Antitrust Act), the test to decide whether U.S. should exercise that jurisdiction
is by balancing the substantial nature of the effect on U.S. commerce with the
conflict of law and policy with the other nation. No conflict of law exists where
a person subject to regulation by two states can comply with the laws of both (the
question to ask is whether the person is able to comply with both laws).

· The majority opinion has been highly criticized.

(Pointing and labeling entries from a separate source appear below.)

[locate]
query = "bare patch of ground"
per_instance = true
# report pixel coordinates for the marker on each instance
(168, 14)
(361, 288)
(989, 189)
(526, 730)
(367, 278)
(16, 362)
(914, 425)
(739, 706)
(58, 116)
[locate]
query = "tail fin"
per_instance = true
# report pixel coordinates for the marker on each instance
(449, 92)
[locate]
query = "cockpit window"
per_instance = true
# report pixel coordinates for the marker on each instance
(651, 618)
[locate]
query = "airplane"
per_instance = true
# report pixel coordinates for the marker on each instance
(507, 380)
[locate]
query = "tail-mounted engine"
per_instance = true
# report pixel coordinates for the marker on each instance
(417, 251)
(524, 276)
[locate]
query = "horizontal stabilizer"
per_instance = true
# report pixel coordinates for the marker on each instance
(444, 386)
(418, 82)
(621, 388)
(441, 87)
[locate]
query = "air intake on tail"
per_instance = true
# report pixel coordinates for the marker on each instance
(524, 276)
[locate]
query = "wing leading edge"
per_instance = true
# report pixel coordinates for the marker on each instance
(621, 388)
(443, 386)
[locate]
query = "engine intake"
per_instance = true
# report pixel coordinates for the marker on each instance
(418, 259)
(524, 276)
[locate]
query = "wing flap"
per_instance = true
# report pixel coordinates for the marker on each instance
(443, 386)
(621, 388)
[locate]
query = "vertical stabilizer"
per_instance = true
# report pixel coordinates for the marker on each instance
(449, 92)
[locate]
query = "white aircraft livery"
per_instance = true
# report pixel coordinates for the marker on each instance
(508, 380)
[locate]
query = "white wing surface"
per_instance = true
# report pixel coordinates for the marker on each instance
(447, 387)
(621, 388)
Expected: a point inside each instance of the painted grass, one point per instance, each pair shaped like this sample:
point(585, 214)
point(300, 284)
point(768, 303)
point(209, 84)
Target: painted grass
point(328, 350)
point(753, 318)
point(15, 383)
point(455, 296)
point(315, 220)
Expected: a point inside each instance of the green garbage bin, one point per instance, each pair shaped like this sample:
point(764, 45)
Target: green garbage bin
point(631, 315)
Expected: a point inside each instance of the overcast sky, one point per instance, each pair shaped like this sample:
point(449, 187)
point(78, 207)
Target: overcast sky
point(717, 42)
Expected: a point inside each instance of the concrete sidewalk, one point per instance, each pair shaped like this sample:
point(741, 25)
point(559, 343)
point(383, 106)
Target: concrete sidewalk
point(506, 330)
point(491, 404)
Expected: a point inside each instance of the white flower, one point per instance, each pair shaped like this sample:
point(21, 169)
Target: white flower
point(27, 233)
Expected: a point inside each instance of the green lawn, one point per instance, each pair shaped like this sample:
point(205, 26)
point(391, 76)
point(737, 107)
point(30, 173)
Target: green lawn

○ Policy implication - Page 812, note 3
Dissent: (Justice Scalia) The dissent acknowledged that the federal courts had
jurisdiction over this case, and that the Sherman Act could be applied
extraterritorially, so long as the foreign acts complained of were directed into
the United States. Nevertheless, Scalia contended that the actions of the U.S.
courts showed a lack of judicial respect for the comprehensive regulatory scheme
enacted by the UK. Although Congress may have intended the Sherman Act to apply to
acts originating abroad, it was unreasonable to assume that Congress intended to
apply the antitrust laws where they would be disruptive of another country's
legislative scheme.
○ Scalia doesn’t like to use comparative law as persuasive law, but is ok
with binding int'l law
○ Says: we have to construe Congress statutes that they don’t violate int'l
law (the law of nations)
o He uses a reasonableness test (pg 809) (like the Timberlane balancing
test)
□ Similar to Totality of circumstances test
□ He lists a number of factors to consider
○ He ultimately concludes that there is a conflict of law (but doesn’t use
the same test as Souter)
o There is a conflict of law because it is unreasonable
□ UK has such strong interests in having a stake in this case, it
weighs in favor of UK
® UK has a heavy interest in regulating the insurance
activity
□ Comity - if we took on jurisdiction, we would really be
disrespecting UK law
· Key Take-away
○ Souter - conflict of law test
○ Scalia - reasonableness test

Notes:
· More on comity
○ Comity is a complex & elusive concept - Since comity varies according the
factual circumstances, the absolute boundaries of the duties it imposes are
inherently uncertain.
○ Central precept of comity - when possible, the decisions of foreign
tribunals should be given effect in domestic courts, since recognition fosters
int'l cooperation and encourages reciprocity, thereby promoting predictability and
stability through satisfaction of mutual expectations.
o The interests of both forums are advanced
□ The foreign court b/c its law and policies have been vindicated
□ The domestic country b/c int'l cooperation ties have been
strengthened
○ Comity is a necessary outgrowth of globalization. With the movement among
nations, national interests cross borders. So every nation must often rely on
other countries to achieve its regulatory expectations.
○ Limitations to the application of comity
o When the foreign act is inherently inconsistent with the policies
underlying comity, domestic recognition of those policies defeats the goals of
comity. Therefore, no nation is obligated to enforce foreign interests which are
prejudicial to those of the domestic forum. Comity expires when the strong
public policies of the forum are impaired by the foreign act.
· Criticism of Souter's test as used in this case - basically, that means that US
forums would give more deference to the laws of nations that have substantially
different laws than our own (like favoring monopolistic practices) instead of
giving deferential treatment to laws of nations who have the same goals we do, but
just not as strict laws. This doesn’t make sense though.
○ Also doesn’t really get along with globalization. We need a more outward-
looking and cooperative economic policy so we should more often defer to foreign
states, and not make an assumption that our laws are the best.